2.1.1 Dynamical Model (2005–2011)

[17] The Weather Research and Forecasting (WRF) regional atmospheric model constitutes the dynamical component of our downscaling scheme. WRF is a modern, widely used atmospheric simulation code appropriate for spatial scales ranging from several hundreds of meters to several thousands of kilometers. The model employs a non-hydrostatic dynamical core [Skamarock and Klemp, 2008] along with a number of physical parameterization schemes for cloud, rain and snow/ice processes, surface interactions, planetary boundary layer (PBL), radiative transfer, and turbulence. The WRF model has been used for downscaling purposes in past studies [Bukovsky and David, 2009], and has also been successfully employed to simulate orographic precipitation processes in several mountain ranges worldwide (e.g., Houze [2012] and references therein). In this study, version 3.2 of the WRF-ARW (Advanced Research WRF) model was run for a 7 year period from 2005 until 2011, using a nested computational grid with a spatial resolution of 5km over an area of 675 km × 425 km that includes both the NPI and SPI. Here, we focus on the NPI only, but data from the entire model domain are used to validate precipitation and temperature fields against available observational data in the region (section 3). Figure 2 shows the topography of the model over the NPI.

Figure 2.

WRF model 5 km grid (pink lines) and model topography (black contours in m a.s.l.) including the Northern Patagonian Icefield (blue lines). The background shaded relief indicates the real topography derived from the 90 m resolution SRTM global database. Colored contours indicate the mean annual precipitation simulated by WRF for the period 2005–2011 (contour lines every 2500 mm). The black square shows the model grid point used in the examples shown in Figure 3.

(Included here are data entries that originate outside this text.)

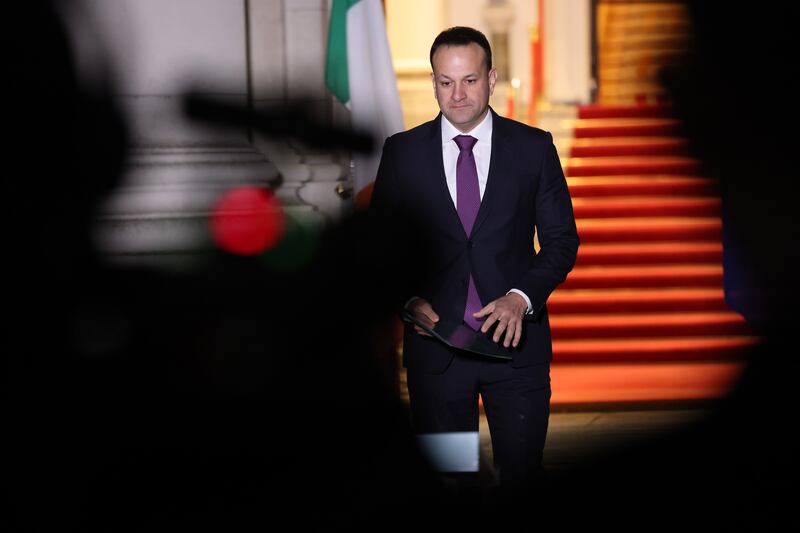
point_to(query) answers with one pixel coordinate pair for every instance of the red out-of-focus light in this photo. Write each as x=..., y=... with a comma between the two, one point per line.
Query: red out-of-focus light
x=247, y=221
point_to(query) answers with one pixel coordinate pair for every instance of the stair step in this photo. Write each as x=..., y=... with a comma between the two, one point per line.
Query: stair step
x=619, y=325
x=585, y=186
x=624, y=111
x=628, y=146
x=564, y=301
x=646, y=206
x=651, y=350
x=649, y=253
x=610, y=166
x=625, y=127
x=644, y=276
x=575, y=384
x=592, y=230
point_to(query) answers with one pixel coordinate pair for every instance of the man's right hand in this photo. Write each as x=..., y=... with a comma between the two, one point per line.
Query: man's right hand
x=420, y=306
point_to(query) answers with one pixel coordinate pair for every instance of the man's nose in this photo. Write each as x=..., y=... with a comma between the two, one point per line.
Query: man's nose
x=459, y=93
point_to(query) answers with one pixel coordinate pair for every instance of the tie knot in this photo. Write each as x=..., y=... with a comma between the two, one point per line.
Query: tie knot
x=465, y=142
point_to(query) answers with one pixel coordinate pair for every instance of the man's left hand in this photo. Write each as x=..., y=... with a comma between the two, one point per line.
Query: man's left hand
x=507, y=311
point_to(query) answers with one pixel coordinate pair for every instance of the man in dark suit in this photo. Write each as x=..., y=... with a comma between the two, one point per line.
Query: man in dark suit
x=479, y=186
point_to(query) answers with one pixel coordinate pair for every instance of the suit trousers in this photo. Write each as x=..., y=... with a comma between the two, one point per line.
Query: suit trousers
x=516, y=402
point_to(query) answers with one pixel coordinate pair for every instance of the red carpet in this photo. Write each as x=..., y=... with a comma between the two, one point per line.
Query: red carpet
x=642, y=317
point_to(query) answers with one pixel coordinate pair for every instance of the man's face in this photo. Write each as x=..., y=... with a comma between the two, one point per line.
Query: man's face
x=461, y=84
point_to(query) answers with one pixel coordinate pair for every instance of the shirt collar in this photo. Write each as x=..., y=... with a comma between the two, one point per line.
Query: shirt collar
x=482, y=132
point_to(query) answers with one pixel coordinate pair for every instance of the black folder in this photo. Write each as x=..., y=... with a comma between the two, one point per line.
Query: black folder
x=456, y=334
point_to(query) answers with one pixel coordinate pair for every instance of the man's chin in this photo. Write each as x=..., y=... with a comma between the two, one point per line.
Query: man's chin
x=461, y=117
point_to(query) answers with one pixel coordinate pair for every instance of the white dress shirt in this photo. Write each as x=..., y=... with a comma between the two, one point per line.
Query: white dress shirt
x=482, y=151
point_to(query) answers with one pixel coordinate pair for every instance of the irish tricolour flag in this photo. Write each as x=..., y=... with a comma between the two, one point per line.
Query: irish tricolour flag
x=359, y=73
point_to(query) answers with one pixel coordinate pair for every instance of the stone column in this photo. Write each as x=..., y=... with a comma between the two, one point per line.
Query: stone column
x=177, y=167
x=568, y=51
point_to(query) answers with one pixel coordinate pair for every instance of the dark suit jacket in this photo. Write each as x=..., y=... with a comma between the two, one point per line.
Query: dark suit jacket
x=525, y=192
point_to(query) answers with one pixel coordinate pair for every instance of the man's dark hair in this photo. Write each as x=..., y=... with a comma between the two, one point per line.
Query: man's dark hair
x=462, y=36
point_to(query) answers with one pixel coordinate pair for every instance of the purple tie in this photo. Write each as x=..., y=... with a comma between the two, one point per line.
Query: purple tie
x=468, y=200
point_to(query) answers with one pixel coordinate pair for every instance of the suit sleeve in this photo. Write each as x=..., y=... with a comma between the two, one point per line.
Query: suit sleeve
x=556, y=231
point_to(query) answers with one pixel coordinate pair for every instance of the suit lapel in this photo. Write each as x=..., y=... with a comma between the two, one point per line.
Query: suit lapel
x=439, y=180
x=499, y=165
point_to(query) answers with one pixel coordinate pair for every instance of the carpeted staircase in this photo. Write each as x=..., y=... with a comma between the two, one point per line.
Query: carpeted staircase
x=642, y=317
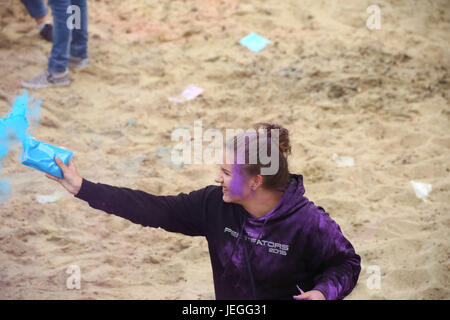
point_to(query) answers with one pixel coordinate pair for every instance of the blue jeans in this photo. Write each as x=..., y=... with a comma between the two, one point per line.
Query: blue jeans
x=64, y=39
x=36, y=8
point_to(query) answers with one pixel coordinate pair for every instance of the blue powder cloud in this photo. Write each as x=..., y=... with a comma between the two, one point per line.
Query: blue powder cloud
x=17, y=126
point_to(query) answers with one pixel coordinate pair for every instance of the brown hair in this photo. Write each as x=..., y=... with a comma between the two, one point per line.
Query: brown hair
x=280, y=179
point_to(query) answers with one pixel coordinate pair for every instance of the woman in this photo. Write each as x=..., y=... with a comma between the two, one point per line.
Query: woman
x=266, y=239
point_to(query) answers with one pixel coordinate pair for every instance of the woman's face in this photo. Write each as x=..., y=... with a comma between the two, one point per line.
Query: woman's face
x=235, y=186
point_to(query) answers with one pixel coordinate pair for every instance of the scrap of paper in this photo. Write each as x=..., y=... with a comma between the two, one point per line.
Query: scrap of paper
x=190, y=93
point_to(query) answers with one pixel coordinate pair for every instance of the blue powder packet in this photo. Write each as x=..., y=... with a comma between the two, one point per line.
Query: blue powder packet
x=41, y=156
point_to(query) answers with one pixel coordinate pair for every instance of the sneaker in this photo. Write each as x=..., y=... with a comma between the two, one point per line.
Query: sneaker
x=47, y=32
x=76, y=62
x=46, y=80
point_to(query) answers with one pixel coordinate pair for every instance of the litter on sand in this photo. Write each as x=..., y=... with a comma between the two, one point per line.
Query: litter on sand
x=254, y=42
x=343, y=161
x=421, y=189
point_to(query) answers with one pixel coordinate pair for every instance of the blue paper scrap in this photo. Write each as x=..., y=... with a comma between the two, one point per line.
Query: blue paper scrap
x=254, y=42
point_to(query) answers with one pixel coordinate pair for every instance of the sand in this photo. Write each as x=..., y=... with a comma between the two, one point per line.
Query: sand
x=379, y=96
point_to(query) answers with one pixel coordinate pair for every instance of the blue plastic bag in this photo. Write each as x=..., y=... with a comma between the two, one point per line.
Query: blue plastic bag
x=41, y=156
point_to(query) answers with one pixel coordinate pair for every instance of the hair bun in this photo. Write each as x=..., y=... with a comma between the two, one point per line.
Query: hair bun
x=284, y=143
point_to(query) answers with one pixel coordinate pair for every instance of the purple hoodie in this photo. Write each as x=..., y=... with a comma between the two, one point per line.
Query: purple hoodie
x=297, y=243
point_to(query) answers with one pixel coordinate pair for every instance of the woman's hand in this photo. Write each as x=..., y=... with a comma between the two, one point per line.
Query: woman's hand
x=310, y=295
x=71, y=180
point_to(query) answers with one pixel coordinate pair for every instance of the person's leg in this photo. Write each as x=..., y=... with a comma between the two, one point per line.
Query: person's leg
x=78, y=45
x=57, y=73
x=38, y=10
x=59, y=55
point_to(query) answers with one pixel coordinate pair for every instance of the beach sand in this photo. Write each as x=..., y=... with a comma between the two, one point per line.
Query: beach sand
x=379, y=96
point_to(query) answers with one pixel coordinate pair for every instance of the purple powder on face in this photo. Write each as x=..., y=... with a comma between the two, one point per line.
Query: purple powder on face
x=237, y=182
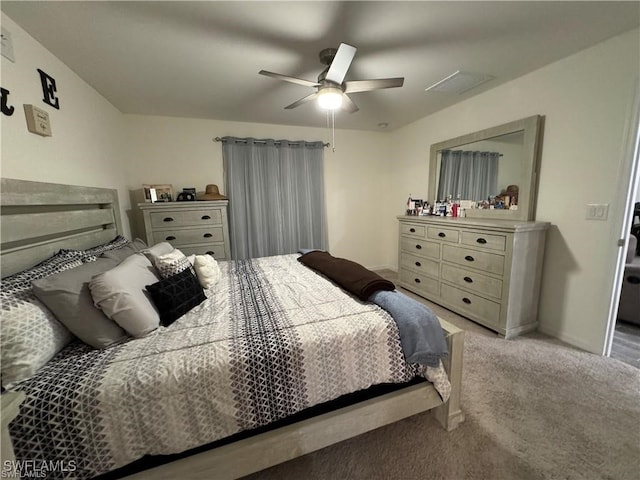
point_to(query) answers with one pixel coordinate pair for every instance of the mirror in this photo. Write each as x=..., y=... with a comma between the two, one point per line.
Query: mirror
x=496, y=168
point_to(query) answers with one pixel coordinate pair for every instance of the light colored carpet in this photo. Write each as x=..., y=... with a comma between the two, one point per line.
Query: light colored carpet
x=535, y=409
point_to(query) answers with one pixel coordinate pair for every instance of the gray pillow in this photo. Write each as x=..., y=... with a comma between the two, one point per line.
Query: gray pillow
x=125, y=251
x=120, y=293
x=67, y=295
x=162, y=248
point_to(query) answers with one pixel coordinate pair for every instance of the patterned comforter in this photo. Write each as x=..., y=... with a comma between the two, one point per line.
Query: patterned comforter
x=272, y=339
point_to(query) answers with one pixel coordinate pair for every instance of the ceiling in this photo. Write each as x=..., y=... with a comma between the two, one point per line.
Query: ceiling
x=201, y=59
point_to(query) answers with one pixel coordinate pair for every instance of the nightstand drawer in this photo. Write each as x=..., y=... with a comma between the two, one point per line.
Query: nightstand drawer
x=420, y=282
x=413, y=230
x=470, y=280
x=215, y=249
x=419, y=264
x=211, y=216
x=443, y=234
x=479, y=307
x=482, y=240
x=489, y=262
x=189, y=235
x=421, y=248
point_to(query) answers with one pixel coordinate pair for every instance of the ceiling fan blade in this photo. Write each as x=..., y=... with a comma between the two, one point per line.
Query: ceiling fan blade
x=340, y=64
x=366, y=85
x=306, y=99
x=348, y=105
x=287, y=78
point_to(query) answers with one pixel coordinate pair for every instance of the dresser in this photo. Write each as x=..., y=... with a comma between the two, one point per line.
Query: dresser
x=198, y=227
x=486, y=270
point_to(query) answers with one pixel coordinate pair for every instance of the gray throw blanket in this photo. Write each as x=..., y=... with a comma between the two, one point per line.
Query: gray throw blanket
x=421, y=335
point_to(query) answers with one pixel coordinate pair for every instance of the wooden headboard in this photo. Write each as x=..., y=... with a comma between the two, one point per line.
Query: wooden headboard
x=38, y=219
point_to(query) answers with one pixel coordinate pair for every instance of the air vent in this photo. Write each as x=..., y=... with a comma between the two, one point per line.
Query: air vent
x=459, y=82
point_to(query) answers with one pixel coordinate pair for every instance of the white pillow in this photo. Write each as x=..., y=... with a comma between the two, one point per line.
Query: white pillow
x=207, y=270
x=172, y=263
x=120, y=293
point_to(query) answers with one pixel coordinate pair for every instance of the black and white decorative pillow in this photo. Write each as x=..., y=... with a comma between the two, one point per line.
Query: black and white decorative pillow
x=176, y=295
x=30, y=334
x=172, y=263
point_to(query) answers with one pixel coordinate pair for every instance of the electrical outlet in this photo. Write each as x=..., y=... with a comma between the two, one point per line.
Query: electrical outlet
x=597, y=211
x=7, y=45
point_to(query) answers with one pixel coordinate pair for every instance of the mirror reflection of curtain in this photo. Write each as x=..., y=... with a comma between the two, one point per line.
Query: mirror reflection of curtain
x=276, y=196
x=472, y=175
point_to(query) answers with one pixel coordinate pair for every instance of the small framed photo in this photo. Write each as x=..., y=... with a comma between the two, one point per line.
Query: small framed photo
x=163, y=193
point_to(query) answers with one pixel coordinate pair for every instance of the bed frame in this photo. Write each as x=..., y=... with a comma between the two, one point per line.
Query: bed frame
x=37, y=219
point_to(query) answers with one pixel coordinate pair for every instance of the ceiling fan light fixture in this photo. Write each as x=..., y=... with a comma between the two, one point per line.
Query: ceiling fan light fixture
x=330, y=98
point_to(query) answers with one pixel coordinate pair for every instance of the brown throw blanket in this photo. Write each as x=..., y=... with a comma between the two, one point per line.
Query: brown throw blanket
x=349, y=275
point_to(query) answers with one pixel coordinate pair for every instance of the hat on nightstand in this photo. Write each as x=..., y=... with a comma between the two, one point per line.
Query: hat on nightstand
x=211, y=193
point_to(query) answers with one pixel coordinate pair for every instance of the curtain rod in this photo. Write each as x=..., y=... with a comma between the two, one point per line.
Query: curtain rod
x=218, y=139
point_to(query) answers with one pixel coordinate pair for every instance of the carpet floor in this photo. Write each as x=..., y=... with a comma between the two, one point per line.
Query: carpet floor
x=535, y=409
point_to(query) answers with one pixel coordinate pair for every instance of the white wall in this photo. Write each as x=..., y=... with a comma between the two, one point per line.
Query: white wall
x=182, y=152
x=85, y=148
x=587, y=100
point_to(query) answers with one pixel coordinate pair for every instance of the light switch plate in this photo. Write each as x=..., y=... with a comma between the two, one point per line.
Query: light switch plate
x=597, y=211
x=7, y=45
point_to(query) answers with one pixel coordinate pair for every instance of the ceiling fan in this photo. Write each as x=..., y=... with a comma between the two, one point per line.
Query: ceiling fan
x=331, y=89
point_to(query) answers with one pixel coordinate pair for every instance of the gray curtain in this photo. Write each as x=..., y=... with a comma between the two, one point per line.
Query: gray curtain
x=472, y=175
x=276, y=196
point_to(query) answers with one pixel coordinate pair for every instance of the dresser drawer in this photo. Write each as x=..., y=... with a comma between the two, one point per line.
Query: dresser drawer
x=419, y=264
x=215, y=249
x=471, y=280
x=482, y=240
x=420, y=247
x=413, y=230
x=176, y=218
x=489, y=262
x=420, y=282
x=189, y=235
x=443, y=234
x=481, y=308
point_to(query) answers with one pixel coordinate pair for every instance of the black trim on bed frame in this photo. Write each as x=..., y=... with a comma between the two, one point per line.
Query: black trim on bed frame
x=150, y=461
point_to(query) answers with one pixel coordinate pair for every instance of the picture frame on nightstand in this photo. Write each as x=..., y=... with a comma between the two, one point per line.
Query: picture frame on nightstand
x=163, y=193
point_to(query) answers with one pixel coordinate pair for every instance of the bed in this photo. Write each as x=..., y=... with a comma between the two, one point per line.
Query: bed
x=238, y=383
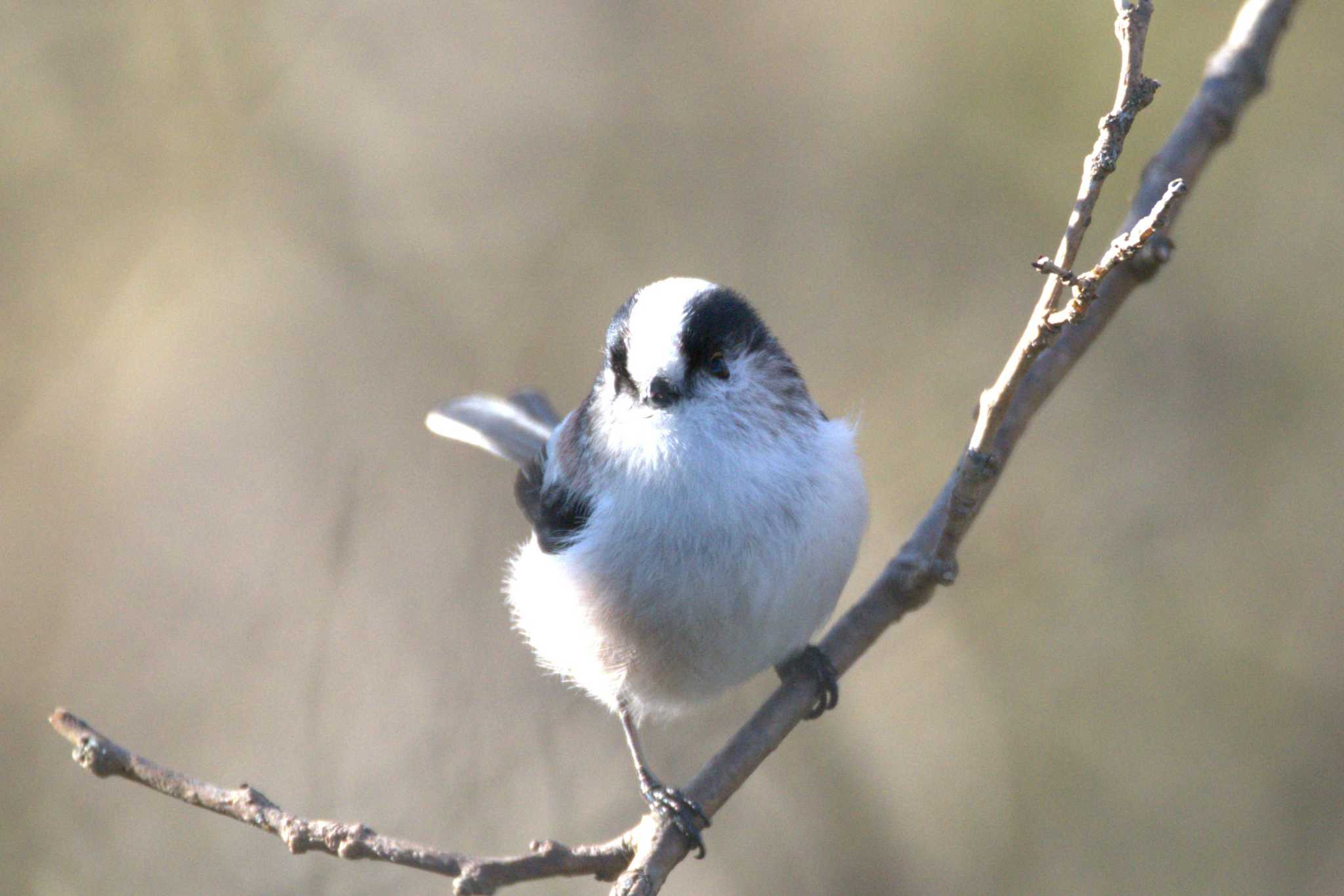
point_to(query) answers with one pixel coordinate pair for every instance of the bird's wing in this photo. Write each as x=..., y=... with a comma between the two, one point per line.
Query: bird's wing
x=514, y=429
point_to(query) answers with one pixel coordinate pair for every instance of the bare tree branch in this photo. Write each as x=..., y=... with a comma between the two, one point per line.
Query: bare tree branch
x=641, y=859
x=249, y=805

[18] The model was forced at its boundaries by NCEP-NCAR atmospheric reanalysis [Kalnay et al., 1996]. These analyses combine information from operational meteorological observing systems with a coarse resolution dynamical model to produce spatially and temporally consistent 3-D atmospheric fields on a 2.5° resolution grid at 6 h intervals. To simulate precipitation, the WRF simulations made use of the Thompson bulk micophysics scheme, which simulates interactions between five phases of liquid and solid water in the atmosphere [Thompson et al., 2008]. Other parameterization schemes employed include the surface layer and PBL scheme of Sukoriansky et al. [2005], Kain-Fritsch convection [Kain and Fritsch, 1993] (outer grids only), and shortwave/longwave radiation by Chou and Suarez [1994] and Mlawer et al. [1997], respectively. WRF output was saved at hourly intervals and later processed to yield the daily averages required by the mass balance model described in section 2.2. The long-term pattern of precipitation produced by the WRF model is shown in Figure 2 and indicates a considerable degree of variability across the NPI. The mean annual accumulations predicted by WRF are very high, reaching over 15 m in highest elevation parts of the NPI. A detailed discussion of the accuracy of these precipitation fields, along with the temperature and incoming solar radiation data that are also derived from the WRF model, is presented later in section 3.

2.1.2 Statistical Extrapolation (1975–2011)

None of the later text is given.